Many agricultural combines use a rotary threshing or separating system. The system typically includes at least one rotor drivingly rotated within a perforated concave spaced radially outwardly thereof. The rotor will often have a frusto-conical inlet end having a helical flight or flights therearound for conveying a flow of crop material into a space between the rotor and the concave. The main body of the rotor will typically have one or more cylindrical or frusto-conical outer surface portions including threshing elements which protrude radially outwardly therefrom into the space and which are arranged in a pattern or array for conveying a mat of the crop material along a helical path through the space, while cooperating with features of the concave, e.g. bars or ribs, to separate larger components of the crop, namely crop residue commonly referred to as straw, which includes stalks, stems, cobs and the like, from the smaller grain and material other than grain (MOG). The straw is then typically propelled or carried rearwardly away from the threshing system for disposal, while the grain and MOG pass through the perforations of the concave to a cleaning system of the combine, typically located beneath the threshing system. Reference in this regard, Dunn et al. U.S. Pat. No. 4,248,249, and Tophinke U.S. Pat. No. 4,733,672, which illustrate representative prior art threshing system rotor and concave arrangements.
An important parameter for a successful threshing performance is the gap between the radial outer portions of the threshing elements, and the radial innermost features or portions of the surrounding concave. The setting of this gap is an operator function, and will typically be finely adjusted within a range of just a fraction of an inch or a few millimeters before or during operation to achieve a desired threshing capability or performance. Generally, if the gap is set too large, not enough grain will be separated from the straw, resulting in more grain loss. If the gap is too small, threshing quality may suffer, and in particular, the grain may be subjected to damage, particularly cracking, which is highly undesired in most instances. If there are irregularities in the outer cylindrical surface of the rotor on which the threshing elements are mounted, as the rotor is rotated past a particular region of the concave, the gap will vary. Also, if there is an eccentricity of the cylindrical surface, the gap will vary. And, if the rotor is not centered about the rotational axis thereof, during rotation the gap will vary. These conditions can also cause imbalance in the rotor, which can result in vibrations during rotation that can damage the rotor and other components of the threshing system, as well as other components of the combine, particularly at higher operating speeds. Vibration can also result in operator annoyance and discomfort.
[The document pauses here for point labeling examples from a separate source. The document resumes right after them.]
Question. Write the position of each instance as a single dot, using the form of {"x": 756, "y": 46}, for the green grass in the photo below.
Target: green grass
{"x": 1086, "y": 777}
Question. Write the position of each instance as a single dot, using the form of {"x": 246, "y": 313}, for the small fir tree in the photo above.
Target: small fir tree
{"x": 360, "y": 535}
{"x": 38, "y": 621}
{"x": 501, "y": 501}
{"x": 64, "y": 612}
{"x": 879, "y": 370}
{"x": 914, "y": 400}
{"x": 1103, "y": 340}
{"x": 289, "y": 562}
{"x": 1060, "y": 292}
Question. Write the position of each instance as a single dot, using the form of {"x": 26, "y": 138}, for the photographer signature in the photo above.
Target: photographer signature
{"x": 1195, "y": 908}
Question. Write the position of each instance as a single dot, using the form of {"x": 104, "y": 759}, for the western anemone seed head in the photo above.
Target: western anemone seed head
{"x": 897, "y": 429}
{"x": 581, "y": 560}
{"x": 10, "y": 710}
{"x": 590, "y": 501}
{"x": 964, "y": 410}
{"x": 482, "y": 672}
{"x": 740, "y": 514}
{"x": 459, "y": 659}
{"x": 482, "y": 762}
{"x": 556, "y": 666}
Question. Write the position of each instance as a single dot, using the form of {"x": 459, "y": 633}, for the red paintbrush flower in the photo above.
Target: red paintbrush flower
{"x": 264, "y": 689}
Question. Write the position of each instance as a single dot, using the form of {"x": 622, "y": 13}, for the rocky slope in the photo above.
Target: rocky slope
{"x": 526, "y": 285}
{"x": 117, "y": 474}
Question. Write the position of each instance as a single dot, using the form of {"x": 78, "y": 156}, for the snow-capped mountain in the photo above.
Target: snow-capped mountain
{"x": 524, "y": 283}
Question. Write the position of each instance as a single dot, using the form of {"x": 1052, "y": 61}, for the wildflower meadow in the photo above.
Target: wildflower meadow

The rotor is typically supported for rotation about a rotational axis extending through the center thereof, by a bearing on the inlet end, and a drive mechanism on the opposite end. The main body of the rotor is typically of riveted or welded sheet metal, and may include an internal support skeleton, for instance, comprising stiffening ribs or bulkheads, and a rear bulkhead which is connected to the drive mechanism. A problem that can be encountered with this construction is that, when the rotor is manufactured, it may have eccentricities, for instance, as a result of warpage from welding, uneven stress distribution, material variances, poor alignment during assembly, and the like. As another problem, in some common constructions the rear bulkhead is connected to the rear of the main body with fasteners around the circumference thereof, which has been found to allow water to enter the hollow interior of the rotor, which can cause imbalance during rotation, and corrosion.
Accordingly, what is sought is a rotor which, in operation, avoids one or more of the problems set forth above, particularly irregularities and eccentricity in the outer surface of the rotor and water collection, and an improved method for making the same which is simple and economical.